Lucrezia is thoughtful. She tips her head to one side and her eyes become vacant, as if she is looking back in time to study the corridor and the door once more.
‘No, Gabi. But then there was some kind of ward on the door already. I suspect that it was crumbling though, and that this being was controlling the babies, making them alter the reality of their world in order to aid his escape.’
I stay silent. How do I broach the subject of our strange stalker?
‘How long could your ward hold?’ Lilly asks.
‘I don’t know. Indefinitely perhaps. It would take an incredible power to free them from the rock if nothing else. But that is the power the Allucians had and then lost. I’ve thought long and hard on the subject. Caesare has never returned for me, nor have I sensed his presence since that night. I assume that if he does, then the King will be free. But then, this king may well have destroyed my brother.’
‘I suppose you have explored all the options. It is possible they were using the King to gain power,’ I agree.
Lucrezia nods. ‘Yes. But if he is so powerful, then how did they imprison him initially? Caesare had those answers, but didn’t want to tell me anything. Maybe they did some kind of deal with the King until they learnt how to manipulate his strength. The Allucians were nothing once their magic was crushed, and their power had clearly been suppressing mine.’
I thought for a moment. On the surface, the Allucians had been benign. But how would the search for ultimate power affect any race? Maybe the Allucian Chief had believed his aim was ultimately good. They had, after all, stopped Caesare from hurting Lucrezia. But there were too many unanswered questions.
‘So you’re a witch as well?’ says Lilly, changing the subject.
“That’s so cool.’
‘I could definitely teach you some stuff,’ Lucrezia says. ‘I think perhaps you both should learn some spells. You never know when you’ll need them.’
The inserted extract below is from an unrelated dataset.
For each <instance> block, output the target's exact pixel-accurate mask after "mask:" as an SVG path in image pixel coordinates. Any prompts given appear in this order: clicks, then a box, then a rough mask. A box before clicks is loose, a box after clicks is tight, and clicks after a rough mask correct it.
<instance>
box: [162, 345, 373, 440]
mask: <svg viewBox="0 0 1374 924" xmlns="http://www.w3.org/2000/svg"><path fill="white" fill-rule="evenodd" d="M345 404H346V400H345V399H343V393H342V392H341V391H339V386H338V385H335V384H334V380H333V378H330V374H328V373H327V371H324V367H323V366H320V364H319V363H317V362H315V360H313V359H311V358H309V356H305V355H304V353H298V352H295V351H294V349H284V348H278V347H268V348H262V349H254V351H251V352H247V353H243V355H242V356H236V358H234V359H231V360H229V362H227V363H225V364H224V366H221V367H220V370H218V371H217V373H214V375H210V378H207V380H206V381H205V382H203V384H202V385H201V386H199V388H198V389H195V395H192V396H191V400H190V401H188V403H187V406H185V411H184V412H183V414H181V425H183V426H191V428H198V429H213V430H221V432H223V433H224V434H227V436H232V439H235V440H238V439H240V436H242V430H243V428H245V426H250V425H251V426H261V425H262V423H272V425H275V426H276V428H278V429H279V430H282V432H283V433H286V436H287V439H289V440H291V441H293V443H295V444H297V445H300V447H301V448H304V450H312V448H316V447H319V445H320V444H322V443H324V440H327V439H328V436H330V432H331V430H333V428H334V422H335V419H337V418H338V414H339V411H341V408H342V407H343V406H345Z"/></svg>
I look at Lilly and I see the fear I feel, reflected in her eyes.
‘This king...’
‘Yes?’
‘You’re sure he was trapped?’
Lucrezia bites her lip in thought. ‘I’m only certain that Caesare pas
sed through a doorway and that something else was there. Ilura said it was the King, but I really don’t know. Why are you so concerned about him?’
I tell her about the mysterious entity that passed over Lilly and me in Turin, and something of the events of the last few weeks.
‘We felt nausea and intense weakness. I even felt like my lungs couldn’t get enough air,’ Lilly explains.
‘And stomach cramps, you say?’ Lucrezia looks unnerved as we both nod. She stands, wrapping her arms around herself in a subconscious defensive stance. ‘This thing you mentioned. I came across it too. About ten years ago.’
‘Where?’ I ask.
‘Stockholm. But nothing since. I’d forgotten about it until now, but it was terrifying at the time. I had no energy at all, and suffered intense vertigo and sickness.’
‘Yes. And we’re not used to feeling weak,’ Lilly says.
‘It was clearly taunting us,’ I say. ‘And let’s be honest, we were being followed.’
I glance around the coffee bar and my head begins to feel woozy. It is almost like being drugged.
‘Gabi? You ok?’ Lilly asks.
I shake my head, trying to clear it. My limbs feel weak, a dull pain begins to throb behind my eyes and pins and needles dance over the tips of my fingers as I reach for my coffee cup. Lilly is looking at me intently as though my sudden strangeness is apparent.
‘Sorry. I’m fine. Really,’ I say, but I’m not convinced.
Lilly strokes my leg under the table. I feel that familiar tingle of passion surge through my skin and feel better briefly. Her touch steadies me.
‘Well, I’m not,’ gasps Luci abruptly as she slumps in her chair. ‘Something’s wrong.’